In the end, your code puts a new pair (wstrPlayerName, 0) in the map, then returns a reference to the int, which you then increment. So, there's no need to test if the element exists yet if you want things to start from 0.
这将默认构造一个
value的新实例。 对于整数,默认构造是 0,因此这可以按预期工作。This will default-construct a new instance of
value. For integers, the default construction is 0, so this works as intended.在增加该项目之前,不应测试该项目是否存在。 正如其他人所说, [] 运算符完全按照您需要的方式执行操作。
但是如果默认构造的值对您不起作用怎么办? 在您的情况下,查找元素是否已存在的最佳方法是尝试插入它。
std::map的insert成员函数返回一个std::pair。 无论插入成功还是失败,该对的第一个元素都将指向所需的对象(或者是新的对象,或者是已经存在的对象)。 然后您可以根据需要更改其值。You should not test if the item exists before incrementing it. The [] operator does exactly what you need it to do, as others have said.
But what if the default-constructed value wouldn't work for you? In your case the best way to find if the element already exists is to try to insert it. The
insertmember function forstd::mapreturns astd::pair<iterator, bool>. Whether the insert succeeds or fails, the first element of the pair will point to the desired object (either your new one, or the one that was already present). You can then alter its value as you see fit.检查初始化规则。
请参见 C++ Prog Lang 或 C++ std 书的第 4.9.5 节初始化。 根据您的变量是本地变量、静态变量、用户定义变量还是常量变量,可能会发生默认初始化。
在你的例子中,int被称为POD(普通旧数据类型)。 任何自动(在堆/局部变量上创建)POD 变量都不会默认初始化。 因此,对于您来说,上面的“i”的值不会为零。
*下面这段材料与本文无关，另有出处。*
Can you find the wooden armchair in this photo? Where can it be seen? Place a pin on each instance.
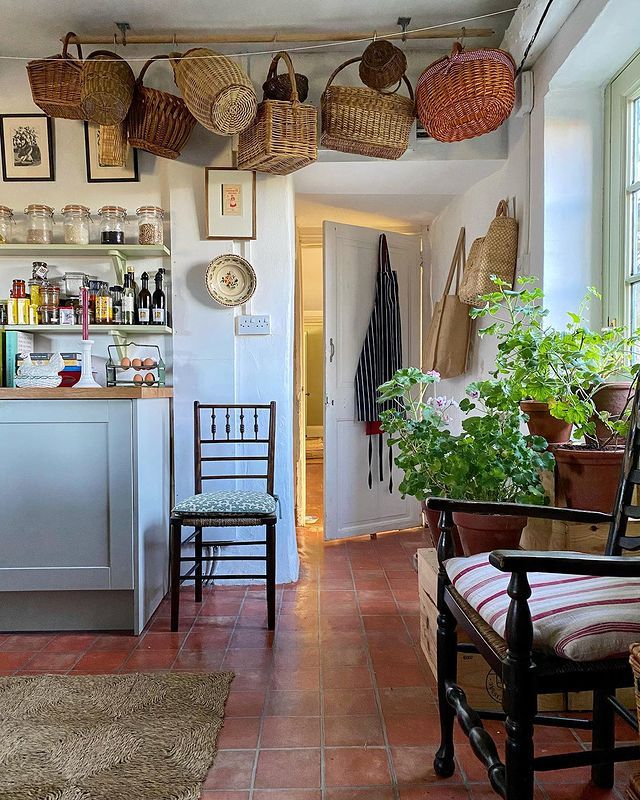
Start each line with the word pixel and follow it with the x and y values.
pixel 495 610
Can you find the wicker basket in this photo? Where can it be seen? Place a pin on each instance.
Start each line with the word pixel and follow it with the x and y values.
pixel 55 83
pixel 383 65
pixel 159 122
pixel 106 88
pixel 366 122
pixel 284 135
pixel 466 94
pixel 216 90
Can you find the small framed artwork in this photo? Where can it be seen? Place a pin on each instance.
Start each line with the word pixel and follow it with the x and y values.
pixel 231 203
pixel 99 173
pixel 27 147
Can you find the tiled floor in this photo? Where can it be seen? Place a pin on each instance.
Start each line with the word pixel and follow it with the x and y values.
pixel 337 705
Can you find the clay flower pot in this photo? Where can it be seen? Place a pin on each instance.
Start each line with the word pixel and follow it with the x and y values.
pixel 588 479
pixel 541 423
pixel 481 533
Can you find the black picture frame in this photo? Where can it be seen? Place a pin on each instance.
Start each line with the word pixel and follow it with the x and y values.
pixel 49 160
pixel 130 177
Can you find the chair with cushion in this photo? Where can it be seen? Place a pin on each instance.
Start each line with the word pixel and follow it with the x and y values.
pixel 234 433
pixel 546 622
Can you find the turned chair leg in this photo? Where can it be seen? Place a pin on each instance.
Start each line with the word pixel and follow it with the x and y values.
pixel 175 551
pixel 604 738
pixel 271 576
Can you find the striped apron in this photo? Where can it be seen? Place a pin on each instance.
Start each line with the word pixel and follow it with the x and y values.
pixel 381 356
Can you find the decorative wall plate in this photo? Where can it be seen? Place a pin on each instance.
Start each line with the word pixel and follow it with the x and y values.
pixel 231 280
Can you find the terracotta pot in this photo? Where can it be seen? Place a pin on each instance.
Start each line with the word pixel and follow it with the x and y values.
pixel 481 533
pixel 588 479
pixel 541 423
pixel 433 523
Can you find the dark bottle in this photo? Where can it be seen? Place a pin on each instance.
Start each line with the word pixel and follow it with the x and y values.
pixel 144 301
pixel 159 307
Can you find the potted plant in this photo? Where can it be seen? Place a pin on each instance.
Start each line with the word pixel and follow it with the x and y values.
pixel 488 459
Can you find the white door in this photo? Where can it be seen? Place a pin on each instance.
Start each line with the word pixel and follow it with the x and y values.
pixel 351 508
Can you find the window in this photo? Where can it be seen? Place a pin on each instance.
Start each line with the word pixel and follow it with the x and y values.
pixel 622 223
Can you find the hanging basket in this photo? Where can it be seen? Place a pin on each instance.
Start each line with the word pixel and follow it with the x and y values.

始终养成在堆中定义时初始化 POD 的习惯。 您甚至可以使用 int() 来初始化值。
Check rules for initialization.
See section 4.9.5 Initialization of C++ Prog Lang or C++ std book. Depending on whether your variable is local, static, user-defined or const default initialization can happen.
In you case, int is called POD (Plain old Datatype). Any auto (created on heap / local variable) POD variable is not default initialized. Hence for you "i" above will not have value zero.
Always make an habit of initializing POD when defined in heap. You can even use int() to initialize value.